What logistics have they worked out? What vendors are they working with? What is their manufacturing plan? What is their fulfillment plan? Do they have an operations person? Do they have any engineers WITH EXPERIENCE?
This part galls me the most:
“We’ve done extensive research to make sure that production goes as smoothly as possible and we already have suppliers waiting for us to transfer the necessary funds to them.”
I am sure that they have had no problem finding people to take their money. . . but until they have cut tooling (which they have not) and received samples that pass muster, they do not deserve my money and they DO NOT have logistics “worked out.”
Get a loan from friends and family, cut tooling, get samples and demonstrate that you can deliver. . . THEN go to kickstarter.
– Robot
I would like to add that what prompts my tirade is that they are asking for a lot of money and offering little information in return.
All campaigners have an ethical obligation to deliver what they promise and to go into such a venture, with other people’s money so naively is negligent.
They are offering a product, for their own profit. It is not a charitable venture.
If they were asking for a small amount of money then I wouldn’t be so critical.
– Robot (again)
Is this your first encounter with a Kickstarter project?
Ha! Fair point.
Managing complex supply chain logistics was, until recently, my day job. Presently I consult to crowd funded projects with the aim of getting their products to market cost effectively. It takes years of networking and building relationships to get many vendors to even consider quoting your jobs. So, I am a skeptic.
If this group accomplishes what they aim to; there is good work for them in startup land.
@Brian, what makes this KS so outstanding that it merits a post on HaD?
Well, 125 of them were sub-$500. Right now they’re $655.
jwwearther4 is right: By the time I got on KS, all the sub-500 packs were gone. I wonder why they only have so limited sub-500 packs.
I also wonder if the machine can deliver such nice prints as shown on the KS page. Whenever I read about a 3D printer, I get the idea that the results might not be as good as the developer says it will be.
An no, it’s NOT always because the printer has the wrong settings, or is badly calibrated, etc etc.. It’s always the users fault.
limiting reward numbers is a wise move in terms of generating a lot of initial traffic and capitalizing on the excitement with higher cost rewards. That is sort of the logic behind loss leaders for Black Friday sales. Also, the RFQ process is based around set numbers of units so this makes managing the supply chain easier.

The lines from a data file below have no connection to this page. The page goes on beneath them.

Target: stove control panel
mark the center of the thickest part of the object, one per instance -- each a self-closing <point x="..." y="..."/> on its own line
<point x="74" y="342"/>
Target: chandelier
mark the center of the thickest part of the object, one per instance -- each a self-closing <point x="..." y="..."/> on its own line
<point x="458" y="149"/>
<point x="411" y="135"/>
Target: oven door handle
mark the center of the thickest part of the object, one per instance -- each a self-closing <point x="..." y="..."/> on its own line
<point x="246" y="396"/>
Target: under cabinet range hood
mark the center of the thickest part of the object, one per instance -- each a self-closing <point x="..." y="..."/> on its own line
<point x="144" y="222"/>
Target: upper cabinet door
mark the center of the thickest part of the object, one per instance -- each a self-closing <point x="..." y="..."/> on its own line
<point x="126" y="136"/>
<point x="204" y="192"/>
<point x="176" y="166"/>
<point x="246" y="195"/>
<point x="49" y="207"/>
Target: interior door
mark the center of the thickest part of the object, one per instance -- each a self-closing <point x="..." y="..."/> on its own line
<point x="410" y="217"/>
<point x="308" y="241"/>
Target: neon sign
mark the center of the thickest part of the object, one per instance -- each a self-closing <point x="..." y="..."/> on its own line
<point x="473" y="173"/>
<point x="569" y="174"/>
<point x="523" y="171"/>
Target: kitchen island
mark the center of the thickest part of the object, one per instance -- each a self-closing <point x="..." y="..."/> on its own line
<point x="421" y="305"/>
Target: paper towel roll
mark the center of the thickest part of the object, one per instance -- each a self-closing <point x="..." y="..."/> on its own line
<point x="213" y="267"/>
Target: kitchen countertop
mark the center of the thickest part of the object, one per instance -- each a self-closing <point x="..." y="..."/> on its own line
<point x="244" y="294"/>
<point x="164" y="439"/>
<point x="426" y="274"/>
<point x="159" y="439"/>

As for print quality; my PrintrBot Simple (which is not at all rigid) makes very nice prints with 0.1 mm layer height and 0.2 mm nozzle ID. The trick is to slow the machine down a lot.
Hopefully the delta printer is better.
sub-$700 is more like it now. add shipping and that price point fails. I had my hopes up for all of 30 seconds lol
Old technology repackaged to look good and make a buck. There is nothing new here.
The kossel or mini kossel by Johann is already open source and features a much superior design:
http://deltabot.tumblr.com/
They’ve taken the design, and replaced everything they could to lower the cost. Cheap 60 Watt PSU, fishing line, laser cut parts and house electronics.